Arms Trial ensured Lynch's Northern policy prevailed


The two most powerful ministers in the Lynch government in 1970, Charlie Haughey and Neil Blaney, were first sacked, then arrested and accused of conspiring to import guns. These were to go North to arm defence committees controlled by the Provisional IRA.

Also accused of attempted gun-running were Capt James Kelly, an Army Intelligence officer who had bought the guns in Germany; his interpreter, Albert Luykx, a Belgian businessman living in Sutton; and John Kelly, a Belfast member of the IRA.

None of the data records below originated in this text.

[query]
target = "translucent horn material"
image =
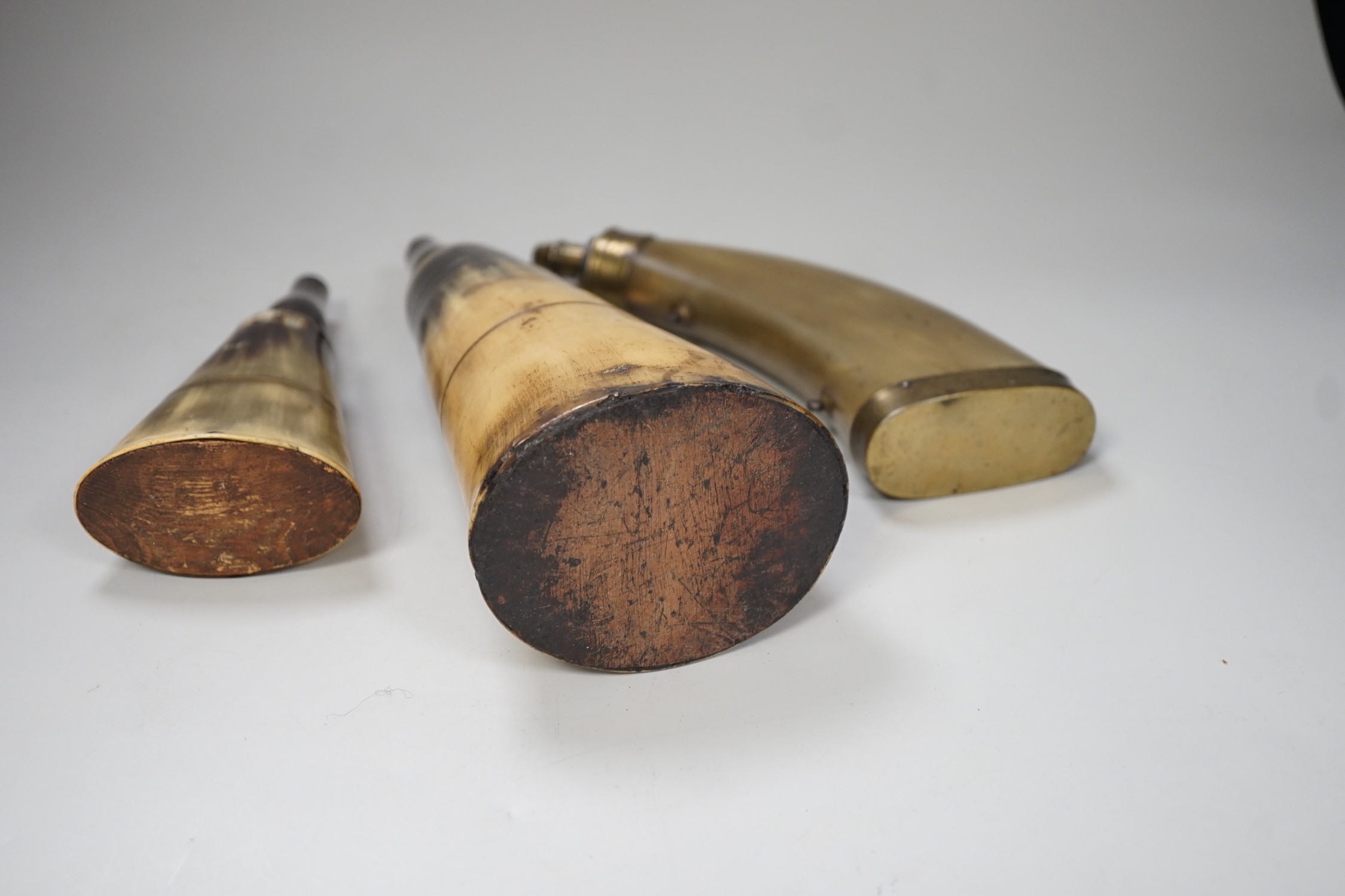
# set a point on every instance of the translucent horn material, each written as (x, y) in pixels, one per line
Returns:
(931, 403)
(242, 468)
(636, 501)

The country went into shock that May of 1970 as rumours swirled. As the Dail went into a non-stop 36-hour debate, the Army's loyalty was said to be in question, with over 100 officers ready to demand a stronger policy on Northern Ireland. There were supposed to be plots by Saor Eire, a splinter IRA group, to kidnap or kill the Taoiseach, Jack Lynch. Neil Blaney was said to be planning a coup in Dublin and an invasion of the North.

Kevin Boland, who resigned from the cabinet in sympathy with Haughey and Blaney, accused the Taoiseach of "treachery" and using "Gestapo tactics" to tap the phones of politicians. Later the country would hear how the guns, when cleared through customs by Haughey, were to be taken by Capt Kelly to a Dublin convent, then to a monastery near the Border for later smuggling into the North.

Peter Berry, the elderly secretary of the Department of Justice, who aborted the gun-running plot by ringing Dublin Airport with Special Branch men, would tell how he took a vital phone call from Haughey while he was in the nude after coming out of his sauna.

Bonfires burned for Blaney when he returned to Donegal after charges against him were dropped in a District Court in July, but he needed an RUC escort as he drove through Northern Ireland.

Hundreds of Haughey supporters sang A Nation Once Again outside the Four Courts Hotel after the acquittal of all the defendants in October. Calling himself a patriot, Haughey demanded Lynch's resignation but soon afterwards voted for a motion of confidence in his leader.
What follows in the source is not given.